In 2009, Nestlé Toll House prepackaged cookie dough sickened 77 people in 30 states, and 35 of those people were admitted to the hospital, a few with severe illness. Nestlé recalled 3.6 million packages of its popular chocolate chip batter.

Last year, at an International Association of Food Protection meeting in Anaheim, a Nestlé food-safety specialist shared details of the extensive testing in the aftermath of the outbreak. And although he said the company never determined the root cause of the E. coli O157:H7 contamination, he acknowledged that flour was the only ingredient in the dough not cleared at the supplier level.

The flour in the cookie dough is also named as the prime suspect in a report on the outbreak investigation published Friday in Clinical Infectious Diseases and available online.

Led by Dr. Karen Neil, working with colleagues at the Centers for Disease Control and Prevention and state health departments, the study concluded that a single shipment of contaminated flour might have caused the problem.

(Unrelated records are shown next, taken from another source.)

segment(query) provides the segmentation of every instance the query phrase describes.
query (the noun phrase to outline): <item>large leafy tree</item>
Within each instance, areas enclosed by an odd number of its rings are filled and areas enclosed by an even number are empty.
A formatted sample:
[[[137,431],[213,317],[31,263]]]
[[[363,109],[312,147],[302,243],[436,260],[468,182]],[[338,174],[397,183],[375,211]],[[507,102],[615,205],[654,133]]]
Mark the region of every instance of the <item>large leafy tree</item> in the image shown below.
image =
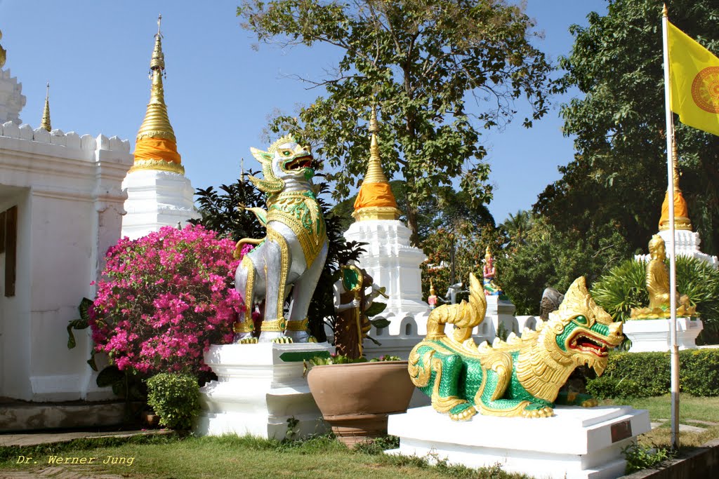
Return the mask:
[[[578,276],[594,282],[628,257],[631,248],[619,231],[559,231],[538,218],[509,254],[497,254],[497,282],[518,315],[538,315],[544,288],[567,291]]]
[[[511,118],[520,97],[532,108],[527,126],[548,109],[551,67],[530,43],[533,24],[503,0],[247,0],[237,13],[261,41],[341,51],[334,71],[306,79],[326,95],[270,127],[316,145],[337,169],[331,179],[341,199],[366,168],[358,120],[378,104],[383,167],[406,181],[416,244],[418,205],[439,187],[459,178],[468,200],[491,198],[480,130]]]
[[[499,225],[509,237],[508,247],[515,249],[524,244],[526,243],[525,237],[531,228],[533,222],[531,211],[518,210],[516,215],[509,213],[507,219]]]
[[[670,20],[719,53],[714,0],[667,2]],[[564,106],[564,133],[575,136],[574,161],[540,195],[535,212],[572,234],[617,231],[646,249],[657,230],[667,190],[666,131],[658,0],[609,0],[608,14],[573,26],[571,53],[560,60],[564,86],[585,95]],[[719,137],[675,116],[681,187],[702,249],[719,248]]]

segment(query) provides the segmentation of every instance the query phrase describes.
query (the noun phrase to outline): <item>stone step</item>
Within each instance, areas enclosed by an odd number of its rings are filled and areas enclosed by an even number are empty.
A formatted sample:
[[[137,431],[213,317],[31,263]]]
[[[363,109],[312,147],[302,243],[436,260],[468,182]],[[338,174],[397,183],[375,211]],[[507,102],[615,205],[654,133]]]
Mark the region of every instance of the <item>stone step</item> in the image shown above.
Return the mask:
[[[97,439],[100,437],[133,437],[134,436],[155,436],[172,434],[172,429],[150,429],[139,431],[120,431],[117,432],[97,432],[75,431],[72,432],[35,432],[32,434],[0,434],[0,447],[8,446],[37,446],[41,444],[68,442],[76,439]],[[0,476],[1,477],[1,476]]]
[[[0,407],[0,433],[116,426],[123,423],[124,417],[124,401],[14,401]]]

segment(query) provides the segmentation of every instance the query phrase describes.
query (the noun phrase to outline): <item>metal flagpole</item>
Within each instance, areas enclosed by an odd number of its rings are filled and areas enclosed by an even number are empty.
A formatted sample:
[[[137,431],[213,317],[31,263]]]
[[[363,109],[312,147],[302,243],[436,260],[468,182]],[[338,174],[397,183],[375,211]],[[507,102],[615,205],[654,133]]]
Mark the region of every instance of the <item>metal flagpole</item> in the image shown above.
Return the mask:
[[[679,347],[677,345],[677,255],[674,248],[674,172],[672,150],[674,124],[669,96],[669,53],[667,36],[668,11],[664,4],[661,16],[661,35],[664,59],[664,110],[667,113],[667,198],[669,207],[669,343],[672,358],[672,447],[679,449]]]

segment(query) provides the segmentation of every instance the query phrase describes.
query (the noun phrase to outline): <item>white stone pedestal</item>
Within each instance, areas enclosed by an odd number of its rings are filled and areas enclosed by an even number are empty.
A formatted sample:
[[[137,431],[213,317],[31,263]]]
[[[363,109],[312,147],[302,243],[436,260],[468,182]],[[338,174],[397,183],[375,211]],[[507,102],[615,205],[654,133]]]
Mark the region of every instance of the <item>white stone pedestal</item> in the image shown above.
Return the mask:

Unlike the pasteurized eggs, molasses, sugar, baking soda and margarine in the cookie dough, flour was the only ingredient that did not undergo a kill step to eliminate pathogens, the authors noted. Chocolate was also ruled out as the culprit, in part because the chips in the prepackaged dough were the same as those Nestlé sells for home baking, and there were no reports of illness among people who made chocolate chip cookies from scratch.

“Although our investigation found no conclusive evidence that contaminated flour was the source of this outbreak, contaminated flour remains a prime suspect for introducing the pathogen to the product,” the authors wrote. They say raw flour has to be considered a potential hazard that could cause future E. coli outbreaks. 

The authors suggest more effective consumer education is needed about the risks of eating dough before it’s baked, but concede that “despite label statements about the danger of such risky eating practices,” more information is not likely to persuade people to stop nibbling raw batter. In fact, some people who suffered E. coli infections in the 2009 outbreak said they didn’t plan to bake cookies; they bought the dough to eat it raw.

“Making the snacks safer may be the best outcome,” the public-health researchers suggest, adding that “manufacturers of cookie dough should consider reformulating their product to make it as safe as a ready-to-eat product.”

At the 2010 IAFP meeting in Anaheim, the Nestlé representative said his company is now using heat-treated flour for its cookie dough, which prompted a speaker from ConAgra to observe it’s not just cookie dough that consumers don’t bother to bake. He said ConAgra executives were surprised to learn from some of their own colleagues that they — and lots of other people — like to eat raw frozen pizza.